Vectorization and Reranking
Basic Introduction
Vectorization and reranking are crucial technologies in the fields of natural language processing and information retrieval. They help computers understand and process language data by converting text into vector representations. These technologies play a key role in applications such as search engines, recommendation systems, and semantic analysis.
All vectorization and reranking models on MoArk are free to use.
Model List
The following vectorization and reranking models are available on MoArk:
Loading Serverless API service list...
Vectorization Models
Vectorization models convert text data into high-dimensional vector representations, such that similar texts are close to each other in the vector space. These models typically use deep learning technologies, such as the Transformer architecture, to capture the semantic information of text.
The most critical parameter of a vector model is its dimension. A higher dimension means stronger expressive ability of the model, but it also increases computational and storage costs. The vectorization models on MoArk cover dimensions from 512 to 4096. Please choose according to your actual needs.
Sample code:
from openai import OpenAI
client = OpenAI(
base_url="https://moark.ai/v1",
api_key="XXXXXXXXXXXXXXXXXXXXXXXXXXXXXXXXXXXXXXXX", # Replace with your token
default_headers={"X-Failover-Enabled":"true"},
)
response = client.embeddings.create(
input="Hello, I am MoArk.",
model="Qwen3-Embedding-4B",
)
Multimodal Vectorization
MoArk supports multimodal vectorization models, which can handle multiple input types such as text, images, and videos. These models can convert different modal data into unified vector representations, enabling cross-modal retrieval and analysis.

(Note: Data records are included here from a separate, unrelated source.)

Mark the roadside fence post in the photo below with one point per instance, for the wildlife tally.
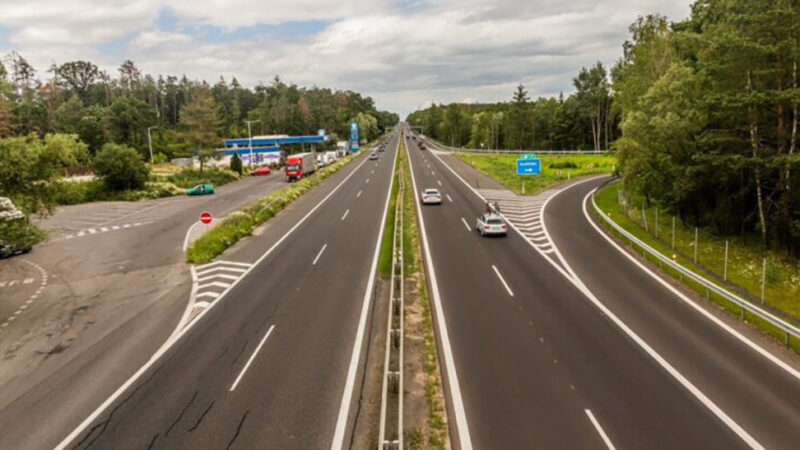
(725, 269)
(763, 278)
(673, 233)
(656, 222)
(644, 217)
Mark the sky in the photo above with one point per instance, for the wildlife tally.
(405, 54)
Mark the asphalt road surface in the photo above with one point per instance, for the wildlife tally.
(539, 365)
(268, 364)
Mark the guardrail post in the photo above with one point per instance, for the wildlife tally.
(763, 278)
(673, 233)
(725, 269)
(656, 222)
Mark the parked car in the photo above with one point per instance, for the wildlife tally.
(201, 189)
(16, 235)
(263, 170)
(431, 197)
(491, 223)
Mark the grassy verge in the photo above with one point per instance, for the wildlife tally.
(436, 433)
(555, 169)
(385, 257)
(242, 223)
(782, 300)
(160, 185)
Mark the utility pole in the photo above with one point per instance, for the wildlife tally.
(150, 142)
(250, 140)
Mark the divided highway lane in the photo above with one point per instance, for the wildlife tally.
(538, 366)
(759, 394)
(111, 299)
(268, 365)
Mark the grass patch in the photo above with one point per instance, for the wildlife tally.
(438, 436)
(555, 168)
(385, 256)
(188, 178)
(242, 223)
(744, 261)
(76, 192)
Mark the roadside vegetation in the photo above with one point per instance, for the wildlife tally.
(745, 259)
(433, 431)
(555, 169)
(241, 223)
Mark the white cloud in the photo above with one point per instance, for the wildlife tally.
(402, 55)
(152, 38)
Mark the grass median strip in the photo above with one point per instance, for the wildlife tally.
(432, 432)
(555, 168)
(241, 223)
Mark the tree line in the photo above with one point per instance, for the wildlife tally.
(709, 117)
(79, 98)
(584, 120)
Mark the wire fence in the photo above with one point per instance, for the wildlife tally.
(731, 270)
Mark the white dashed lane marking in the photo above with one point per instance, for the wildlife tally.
(34, 296)
(90, 231)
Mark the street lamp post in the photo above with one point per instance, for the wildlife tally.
(250, 139)
(150, 142)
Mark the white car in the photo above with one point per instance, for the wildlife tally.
(491, 224)
(431, 197)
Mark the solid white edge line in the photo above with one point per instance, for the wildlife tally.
(352, 371)
(462, 426)
(252, 357)
(466, 225)
(600, 430)
(758, 349)
(642, 344)
(502, 280)
(319, 254)
(176, 337)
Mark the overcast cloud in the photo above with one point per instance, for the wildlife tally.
(404, 54)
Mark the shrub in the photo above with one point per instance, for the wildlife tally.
(120, 167)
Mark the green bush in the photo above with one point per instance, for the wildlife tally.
(120, 167)
(187, 178)
(563, 165)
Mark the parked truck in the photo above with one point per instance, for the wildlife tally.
(299, 165)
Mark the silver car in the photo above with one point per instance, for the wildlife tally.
(431, 197)
(491, 224)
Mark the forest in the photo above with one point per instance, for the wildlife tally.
(78, 97)
(701, 113)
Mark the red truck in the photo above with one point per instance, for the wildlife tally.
(299, 165)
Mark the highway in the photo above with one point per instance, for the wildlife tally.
(275, 359)
(540, 365)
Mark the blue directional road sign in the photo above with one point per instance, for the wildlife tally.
(529, 165)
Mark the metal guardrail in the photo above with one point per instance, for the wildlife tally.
(745, 305)
(504, 151)
(393, 362)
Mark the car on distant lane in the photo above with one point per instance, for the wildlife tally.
(201, 189)
(491, 224)
(431, 197)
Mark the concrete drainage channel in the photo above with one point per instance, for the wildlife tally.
(390, 434)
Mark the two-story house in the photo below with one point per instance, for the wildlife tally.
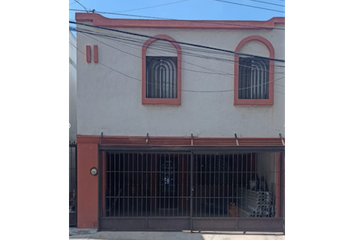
(180, 124)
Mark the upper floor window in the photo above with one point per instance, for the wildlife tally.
(161, 77)
(254, 77)
(161, 72)
(253, 80)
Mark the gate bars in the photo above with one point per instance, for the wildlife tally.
(176, 184)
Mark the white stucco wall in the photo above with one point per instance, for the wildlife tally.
(72, 79)
(110, 102)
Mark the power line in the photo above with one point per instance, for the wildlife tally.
(182, 43)
(184, 90)
(268, 9)
(267, 3)
(160, 5)
(159, 18)
(164, 47)
(214, 73)
(81, 5)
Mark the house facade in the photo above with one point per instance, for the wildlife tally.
(174, 135)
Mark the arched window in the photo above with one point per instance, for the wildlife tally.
(161, 77)
(254, 77)
(161, 72)
(253, 81)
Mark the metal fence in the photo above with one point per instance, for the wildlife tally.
(210, 185)
(72, 184)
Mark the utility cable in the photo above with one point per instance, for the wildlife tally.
(184, 90)
(179, 42)
(215, 22)
(245, 5)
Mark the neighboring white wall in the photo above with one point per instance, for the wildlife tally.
(72, 78)
(110, 102)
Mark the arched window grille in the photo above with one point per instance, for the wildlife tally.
(253, 78)
(161, 77)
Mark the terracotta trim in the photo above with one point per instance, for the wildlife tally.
(99, 20)
(166, 101)
(95, 53)
(87, 139)
(270, 47)
(88, 53)
(186, 141)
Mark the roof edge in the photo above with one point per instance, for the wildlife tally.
(99, 20)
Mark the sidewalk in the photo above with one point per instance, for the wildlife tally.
(92, 234)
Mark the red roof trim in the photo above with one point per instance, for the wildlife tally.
(99, 20)
(186, 141)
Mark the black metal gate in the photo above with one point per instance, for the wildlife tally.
(72, 183)
(190, 190)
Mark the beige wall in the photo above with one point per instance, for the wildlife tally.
(110, 102)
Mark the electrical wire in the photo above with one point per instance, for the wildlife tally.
(160, 49)
(160, 5)
(164, 47)
(245, 5)
(184, 90)
(267, 3)
(179, 42)
(216, 22)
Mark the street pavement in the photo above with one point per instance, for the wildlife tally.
(92, 234)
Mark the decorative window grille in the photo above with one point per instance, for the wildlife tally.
(161, 77)
(253, 78)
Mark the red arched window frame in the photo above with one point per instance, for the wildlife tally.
(165, 101)
(270, 100)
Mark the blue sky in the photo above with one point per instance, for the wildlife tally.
(184, 9)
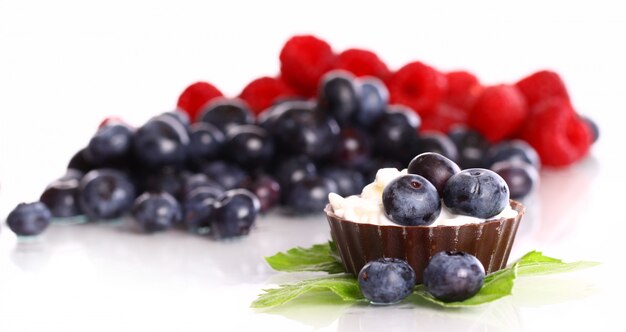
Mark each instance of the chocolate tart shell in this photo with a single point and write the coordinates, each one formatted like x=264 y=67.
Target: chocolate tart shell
x=359 y=243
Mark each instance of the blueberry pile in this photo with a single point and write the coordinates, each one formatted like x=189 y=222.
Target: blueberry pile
x=215 y=175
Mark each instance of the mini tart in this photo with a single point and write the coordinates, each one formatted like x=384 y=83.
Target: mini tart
x=359 y=243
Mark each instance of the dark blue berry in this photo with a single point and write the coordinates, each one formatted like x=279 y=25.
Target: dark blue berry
x=513 y=150
x=386 y=280
x=373 y=98
x=338 y=95
x=234 y=214
x=29 y=219
x=106 y=194
x=453 y=276
x=61 y=197
x=471 y=146
x=410 y=200
x=155 y=212
x=224 y=113
x=435 y=168
x=521 y=177
x=476 y=192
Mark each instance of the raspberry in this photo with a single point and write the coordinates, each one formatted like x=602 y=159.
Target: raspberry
x=463 y=89
x=195 y=96
x=499 y=112
x=541 y=86
x=558 y=134
x=443 y=119
x=362 y=63
x=263 y=92
x=418 y=86
x=303 y=61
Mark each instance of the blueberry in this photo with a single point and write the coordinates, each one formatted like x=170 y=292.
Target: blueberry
x=437 y=143
x=249 y=146
x=205 y=142
x=227 y=175
x=520 y=176
x=110 y=143
x=224 y=113
x=28 y=219
x=476 y=192
x=106 y=194
x=453 y=276
x=266 y=189
x=410 y=200
x=310 y=195
x=435 y=168
x=348 y=181
x=513 y=150
x=386 y=280
x=156 y=211
x=61 y=196
x=234 y=214
x=471 y=146
x=161 y=141
x=395 y=133
x=373 y=99
x=338 y=95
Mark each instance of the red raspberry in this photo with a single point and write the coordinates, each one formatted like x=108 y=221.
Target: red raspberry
x=443 y=119
x=558 y=134
x=499 y=112
x=418 y=86
x=195 y=96
x=263 y=92
x=362 y=63
x=541 y=86
x=303 y=61
x=463 y=89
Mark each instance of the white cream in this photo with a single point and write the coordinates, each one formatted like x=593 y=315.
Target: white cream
x=368 y=207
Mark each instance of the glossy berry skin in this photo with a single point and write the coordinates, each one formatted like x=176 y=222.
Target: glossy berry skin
x=476 y=192
x=156 y=212
x=513 y=150
x=234 y=214
x=453 y=276
x=338 y=95
x=29 y=219
x=435 y=168
x=61 y=197
x=410 y=200
x=310 y=195
x=161 y=141
x=520 y=176
x=437 y=143
x=471 y=146
x=224 y=113
x=205 y=142
x=106 y=194
x=373 y=99
x=250 y=146
x=110 y=142
x=386 y=280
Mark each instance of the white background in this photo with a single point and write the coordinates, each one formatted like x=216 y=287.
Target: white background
x=65 y=65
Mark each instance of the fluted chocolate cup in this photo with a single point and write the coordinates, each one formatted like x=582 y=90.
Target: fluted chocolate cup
x=359 y=243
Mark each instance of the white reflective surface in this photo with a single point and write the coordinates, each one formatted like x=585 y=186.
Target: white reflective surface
x=65 y=65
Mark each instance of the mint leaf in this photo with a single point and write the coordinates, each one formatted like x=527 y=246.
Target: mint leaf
x=345 y=286
x=535 y=263
x=497 y=285
x=318 y=258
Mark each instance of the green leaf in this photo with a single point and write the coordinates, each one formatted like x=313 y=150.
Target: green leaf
x=497 y=285
x=345 y=286
x=535 y=263
x=318 y=258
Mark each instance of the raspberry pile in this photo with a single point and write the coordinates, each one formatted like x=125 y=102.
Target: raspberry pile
x=326 y=124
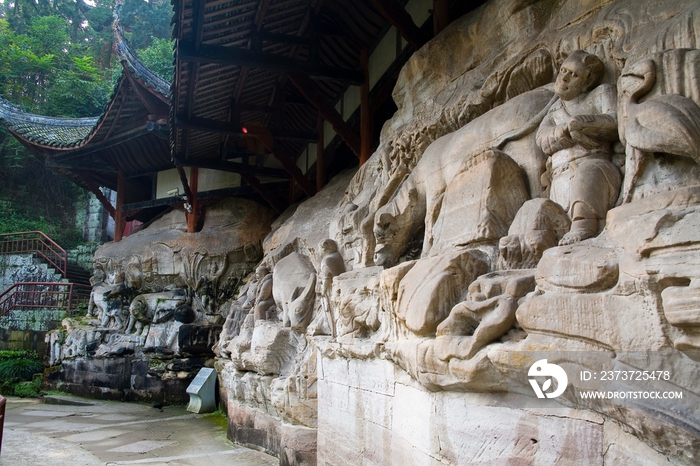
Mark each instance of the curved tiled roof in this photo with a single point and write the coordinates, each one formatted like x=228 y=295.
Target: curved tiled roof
x=46 y=131
x=73 y=133
x=131 y=60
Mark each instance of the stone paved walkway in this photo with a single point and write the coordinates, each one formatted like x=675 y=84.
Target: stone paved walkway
x=112 y=433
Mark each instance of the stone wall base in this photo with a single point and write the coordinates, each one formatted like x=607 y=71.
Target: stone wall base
x=372 y=413
x=122 y=379
x=294 y=445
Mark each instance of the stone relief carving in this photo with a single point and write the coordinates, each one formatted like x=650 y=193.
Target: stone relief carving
x=453 y=251
x=577 y=135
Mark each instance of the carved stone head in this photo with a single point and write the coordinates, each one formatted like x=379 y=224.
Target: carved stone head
x=578 y=74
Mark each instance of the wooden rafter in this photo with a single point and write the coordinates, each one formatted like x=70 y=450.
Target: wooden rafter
x=270 y=198
x=241 y=57
x=401 y=19
x=329 y=113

The following multimodal vectorization models are currently deployed on MoArk:
- jina-embeddings-v4 with a vector dimension of 2048
- jina-clip-v1 with a vector dimension of 768
- jina-clip-v2 with a vector dimension of 1024
Sample code:
from openai import OpenAI
client = OpenAI(
base_url="https://moark.ai/v1",
api_key="XXXXXXXXXXXXXXXXXXXXXXXXXXXXXXXXXXXXXXXX", # Replace with your access token
)
response = client.embeddings.create(
input=[
{ "text": "a blue cat" },
{ "text": "a dog" },
{ "image": "https://example.com/image.jpg"}
],
model="jina-embeddings-v4",
)
Reranking Models
Reranking models reorder search results to improve the accuracy and relevance of information retrieval. These models typically use user history and preferences, combined with vectorization techniques, to optimize the display order of search results.
Sample code:
import requests
API_URL = "https://moark.ai/v1/rerank"
API_TOKEN = "XXXXXXXXXXXXXXXXXXXXXXXXXXXXXXXXXXXXXXXX" # Replace with your access token
headers = {
"X-Failover-Enabled": "true",
"Authorization": f"Bearer {API_TOKEN}"
}
def query(payload):
response = requests.post(API_URL, headers=headers, json=payload)
return response.json()
output = query({
"query": "How to read a CSV file in Python?",
"documents": [
"Use pandas: `import pandas as pd; df = pd.read_csv('data.csv')`",
"You can read CSV files with numpy.loadtxt()",
"To write JSON files, use json.dump() in Python",
"CSV means Comma Separated Values. Python files can be opened using read() method."
],
"model": "Qwen3-Reranker-4B"
})
print(output)
Application Scenarios
- Information Retrieval: By using vectorization technology, the retrieval efficiency and accuracy of search engines can be improved.
- Recommendation System: Utilizing vectorization and reranking technologies, personalized content recommendations can be provided to users.
- Semantic Analysis: By vectorizing text data, the semantic relationships and contextual information of text can be understood.
- Natural Language Processing: In tasks such as machine translation and sentiment analysis, vectorization technology is used to represent and process language data.